"Spring is just around the corner," is a saying you hear a lot this time of year. For many of us, these last few days of winter can really drag on as we await the vernal equinox to save us from the cold weather and gray days. Spring is a season of renewed energy.

Another phrase we hear a lot is "Spring Fever." While this might simply mean excitement for the new phase of the year, there are actually some deeper implications that come with the changing season.

Mad as a March Hare

If you’ve ever read Lewis Carroll’s classic Alice’s Adventures in Wonderland, you probably remember the mad tea party wherein Alice endures the craziness of the Mad Hatter and his zany companion, the March Hare. But where did this bunny’s penitent for craziness come from? Well, to put it bluntly, March is mating season for rabbits, and this tends to make the males go a little nuts. However, the saying “mad as a March hare” applies to more than just crazed rabbits in search of a mate.

Many people begin to experience a certain restlessness as the weather warms up and the days get longer. This newfound energy can sometimes result in feeling a bit hyper or, as many people describe it, “crazy.” If you experience this “Spring Fever,” try taking advantage of it! Put that energy to good use by exercising or simply going outdoors more often. Not only will this help you expend some of the pent-up energy, you’ll also sleep a lot better!

Why All the Extra Energy?

One reason for the extra energy might actually have to do with our ancestors. Winter was traditionally a time for “stocking up” to endure the leaner months of the year. As plants begin to bloom again, the need to store energy isn’t as crucial. Many people find themselves craving fewer fatty foods and carbs as spring approaches and there’s a tendency to want to burn off all those “food reserves” leftover from winter.
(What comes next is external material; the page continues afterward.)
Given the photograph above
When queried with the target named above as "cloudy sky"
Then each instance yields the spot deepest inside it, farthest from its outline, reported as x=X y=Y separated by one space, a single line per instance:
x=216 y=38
Closer to home, our bodies react to the changing of every season, most notably from winter to spring. The extra hours of daylight combined with more direct sunlight cause certain chemicals in the brain to give you more energy. Melatonin is hormone that regulates how tired you feel. When you’re exposed to more sunlight, this hormone tends to ease off a bit, making you feel more awake and active.

Sometimes, the extra sunlight and warmer weather can even affect your mood, leading you to happier feelings. Seasonal Affective Disorder, or SAD, tends to be at its worst during fall and winter. As the colder, shorter days abate, so too can some symptoms of depression or feelings of tiredness.